Evaluating methods for genome sequencing of Chlamydia trachomatis and other sexually transmitted bacteria directly from clinical swabs.

Rates of bacterial sexually transmitted infections (STIs) are rising, and accessing their genomes provides information on strain evolution, circulating strains and encoded antimicrobial resistance (AMR). Notable pathogens include Chlamydia trachomatis (CT), Neisseria gonorrhoeae (NG) and Treponema pallidum (TP), globally the most common bacterial STIs. Mycoplasmoides (formerly Mycoplasma) genitalium (MG) is also a bacterial STI that is of concern due to AMR development. These bacteria are also fastidious or hard to culture, and standard sampling methods lyse bacteria, completely preventing pathogen culture. Clinical samples contain large amounts of human and other microbiota DNA. These factors hinder the sequencing of bacterial STI genomes. We aimed to overcome these challenges in obtaining whole-genome sequences and evaluated four approaches using clinical samples from Argentina (39), and Switzerland (14), and cultured samples from Finland (2) and Argentina (1). First, direct genome sequencing from swab samples was attempted through Illumina deep metagenomic sequencing, showing extremely low levels of target DNA, with under 0.01% of the sequenced reads being from the target pathogens.
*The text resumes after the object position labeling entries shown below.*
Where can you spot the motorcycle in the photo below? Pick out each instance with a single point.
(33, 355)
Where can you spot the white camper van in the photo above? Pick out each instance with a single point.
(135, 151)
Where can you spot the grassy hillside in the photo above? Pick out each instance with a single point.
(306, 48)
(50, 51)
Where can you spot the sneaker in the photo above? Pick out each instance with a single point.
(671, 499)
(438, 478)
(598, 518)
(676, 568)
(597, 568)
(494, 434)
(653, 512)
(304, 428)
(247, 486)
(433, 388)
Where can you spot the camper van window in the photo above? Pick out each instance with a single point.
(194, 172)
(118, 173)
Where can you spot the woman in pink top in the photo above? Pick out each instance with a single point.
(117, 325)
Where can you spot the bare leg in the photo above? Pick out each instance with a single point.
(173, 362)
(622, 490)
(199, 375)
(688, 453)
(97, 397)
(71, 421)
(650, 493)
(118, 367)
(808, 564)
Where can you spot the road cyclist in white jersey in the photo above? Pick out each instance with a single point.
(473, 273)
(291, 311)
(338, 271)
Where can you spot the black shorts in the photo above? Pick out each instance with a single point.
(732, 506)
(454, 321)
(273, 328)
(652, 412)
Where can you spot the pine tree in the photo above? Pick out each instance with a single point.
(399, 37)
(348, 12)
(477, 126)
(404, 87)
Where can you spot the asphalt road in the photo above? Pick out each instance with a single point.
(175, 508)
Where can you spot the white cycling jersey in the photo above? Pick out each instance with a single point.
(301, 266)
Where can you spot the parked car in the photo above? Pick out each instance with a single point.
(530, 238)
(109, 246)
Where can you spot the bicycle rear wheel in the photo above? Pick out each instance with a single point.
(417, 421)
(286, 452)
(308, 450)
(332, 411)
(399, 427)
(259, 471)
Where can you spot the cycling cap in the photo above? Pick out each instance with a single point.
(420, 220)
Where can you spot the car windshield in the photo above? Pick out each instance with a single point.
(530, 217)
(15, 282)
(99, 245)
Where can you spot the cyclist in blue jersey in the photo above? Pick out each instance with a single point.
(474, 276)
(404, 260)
Second, host DNA depletion followed by Illumina sequencing was not found to produce enrichment in these very low-load samples. Third, we tried a selective long-read approach with the new adaptive sequencing from Oxford Nanopore Technologies, which also did not improve enrichment sufficiently to provide genomic information. Finally, target enrichment using a novel pan-genome set of custom SureSelect probes targeting CT, NG, TP and MG followed by Illumina sequencing was successful. We produced whole genomes from 64% of CT-positive samples, from 36% of NG-positive samples and 60% of TP-positive samples. Additionally, we enriched MG DNA to gain partial genomes from 60% of samples. This is the first publication to date to utilize a pan-genome STI panel in target enrichment. Target enrichment, though costly, proved essential for obtaining genomic data from clinical samples. These data can be utilized to examine circulating strains and genotypic resistance and guide public health strategies.